Seu noivo, paralisado pelo desejo de
agradá-la, lhe dava nojo. Descobrira
uma verdade ancestral, mas insuportável: "Homens que querem
agradar são ridículos! Serei masoquista?". Este era um trabalho para
sua analista. Entretanto, sua analista era uma mulher de 50 anos, separada e solitária. Seu rosto brilhava
com o brilho cremoso do pânico
diante da idade. Como ela poderia
ajudá-la? Ceticismo e crueldade é
uma mistura infeliz. Ela precisava
controlar seu cinismo.
Suas amigas pareciam todas seguras dos sentimentos e fidelidades.
Saber disso aumentava o desespero
de nossa heroína que caminhava a
passos largos para o pior de todos os
encontros: com a temida mulher
descontrolada que via no espelho.
Mas esse descontrole era uma mistura de fraqueza e força. A fragilidade surgia diante do gesto, da palavra,
da presença daquele homem indiferente. A força era sua indiferença
para com o que os outros pensariam.
Pagou caro por isso.
O sentimento de que poderia, afinal, ser apenas uma mulher vulgar,
perdida entre o ideal contemporâneo da mulher livre e o atavismo da
escravidão ao seu sexo, aumentara
desde nosso encontro último com
ela no elevador há alguns dias atrás.
Aliás, vale lembrar que, ao sair do
elevador, com sua calça justa e seu
pânico diante "das forças do destino", Andréia teve ainda que enfrentar um convite inesperado do "indiferente": "Vamos tomar uma cerveja hoje no final do dia?".

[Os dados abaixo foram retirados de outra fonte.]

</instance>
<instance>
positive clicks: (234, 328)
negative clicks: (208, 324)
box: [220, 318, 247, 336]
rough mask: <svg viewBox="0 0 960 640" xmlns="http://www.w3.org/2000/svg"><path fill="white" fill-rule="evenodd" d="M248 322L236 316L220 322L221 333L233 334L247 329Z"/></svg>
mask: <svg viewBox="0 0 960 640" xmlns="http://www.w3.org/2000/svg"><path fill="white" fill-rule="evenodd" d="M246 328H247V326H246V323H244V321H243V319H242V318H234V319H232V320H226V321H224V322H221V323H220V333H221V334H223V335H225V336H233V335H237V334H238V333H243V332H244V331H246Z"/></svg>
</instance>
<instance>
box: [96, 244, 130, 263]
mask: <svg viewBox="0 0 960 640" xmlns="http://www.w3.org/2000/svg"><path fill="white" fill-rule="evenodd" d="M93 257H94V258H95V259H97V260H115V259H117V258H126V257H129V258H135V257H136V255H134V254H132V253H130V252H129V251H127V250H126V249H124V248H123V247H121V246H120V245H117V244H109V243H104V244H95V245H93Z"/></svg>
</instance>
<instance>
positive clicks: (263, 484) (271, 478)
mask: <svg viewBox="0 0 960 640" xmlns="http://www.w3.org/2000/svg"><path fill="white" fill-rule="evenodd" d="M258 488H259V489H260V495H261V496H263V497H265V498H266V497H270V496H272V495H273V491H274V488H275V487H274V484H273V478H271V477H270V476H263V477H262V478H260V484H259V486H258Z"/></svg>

Desta vez, não apenas o suor escorreu pelo corpo, a saliva lhe encheu a boca. Definitivamente, havia
nela um animal desconhecido começando a falar. Seria esta uma
nova linguagem a aprender no futuro? Correu para o banheiro, e diante
do espelho, sentindo o gosto da
saliva na boca e, com o batom entre
os dedos, sorriu para este animal
inesperado.
Voltando à sua mesa, em meio a
ouras mesas, Andréia sentia-se nua.
Os sons eram estranhos, os olhos estavam sobre seu corpo. O que, afinal,
estaria o seu corpo traindo? Um movimento descontrolado? Um gesto
finalmente solto, depois de tantos
anos querendo descobrir como deveria se comportar no mundo?

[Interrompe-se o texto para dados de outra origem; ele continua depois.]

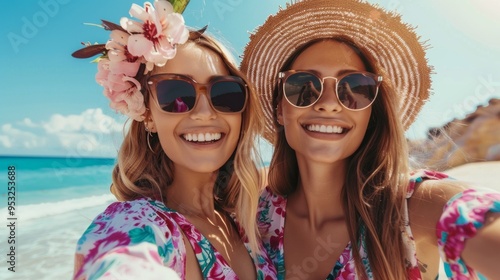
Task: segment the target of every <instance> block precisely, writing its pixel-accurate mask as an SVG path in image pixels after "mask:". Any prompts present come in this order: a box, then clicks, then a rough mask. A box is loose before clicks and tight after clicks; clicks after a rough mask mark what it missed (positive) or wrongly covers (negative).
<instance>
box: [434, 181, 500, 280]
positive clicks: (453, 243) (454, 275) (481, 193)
mask: <svg viewBox="0 0 500 280" xmlns="http://www.w3.org/2000/svg"><path fill="white" fill-rule="evenodd" d="M488 212H500V193H495V192H493V191H491V190H488V189H469V190H466V191H464V192H463V193H460V194H457V195H456V196H454V197H453V198H452V199H451V200H450V201H449V202H448V203H447V204H446V206H445V208H444V212H443V215H442V216H441V219H440V220H439V222H438V225H437V231H436V234H437V237H438V244H439V247H440V248H442V250H441V251H440V253H441V258H442V259H444V260H446V263H445V265H444V268H445V272H446V275H447V276H448V277H450V278H451V279H471V278H472V276H477V274H476V273H475V271H474V270H473V269H472V268H470V267H469V266H467V264H466V263H465V262H464V261H463V260H462V258H461V257H460V255H461V253H462V251H463V249H464V246H465V242H466V241H467V239H469V238H472V237H474V236H475V235H476V233H477V231H478V230H479V229H480V228H481V227H482V226H483V225H484V220H485V215H486V213H488Z"/></svg>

As horas do dia se arrastavam. Depois do rápido convite chegando ao
13º andar, o "indiferente" nada mais
dissera, aumentando nela o sentimento de que um segredo infame
nascia entre eles. A idéia de que ela
fosse capaz de uma infâmia já não
lhe assustava mais. O "indiferente"
não lhe dirigiu um único olhar ao
longo do dia.
Ali estava o sentido do seu pesadelo, na noite anterior, quando se via
morta, no caixão, ouvindo as pessoas lhe humilhando: nada a impediria de ser infiel e, portanto, ela era
uma mulher infame. Tinha plena
consciência do que estava fazendo:
sabia que diriam que ela estava pensando na carreira, que ela não merecia o namorado que tinha e que só
uma mulher infame sairia com um
homem casado cuja esposa estava
grávida.
Passava das 20 horas. Todos
saíam. Andréia, parada, olhando o
vazio, esperava congelada alguma
indicação de que a hora da infâmia
estava para acontecer. De repente:
"Andréia, venha na minha sala, por
favor". Ela se levantou.
No caminho, olhou nos olhos de
uma colega de trabalho, feia e sozinha. Do rosto da feia escorria a inveja. E a inveja não perdoa a beleza.
Rumores dão como certo que foi a
inveja que destruiu Andréia. Alguns
estão certos de que ela mereceu. Teria a feia seguido o casal infame?
Ela entrou. Com as mãos no bolso
da calça justa, sabia que não havia
mais retorno.
"Então, quer tomar algu-
ma coisa?"
"Vamos"
"É melhor não irmos aqui perto...muita gente conhecida..."
"Claro!"
"Você tem compromisso hoje?"
"Não, desmarquei tudo..." Percebeu que falara demais.
A partir daí, caro leitor, eu, que por
uma ironia do destino fui testemunha destes fatos, farei silêncio.
Amores secretos devem permanecer em segredo. Direi apenas que vi
os dois naquela noite. Tive a impressão de que ela chorava. A mão dele
pousada sobre a dela indicava, finalmente, a posse.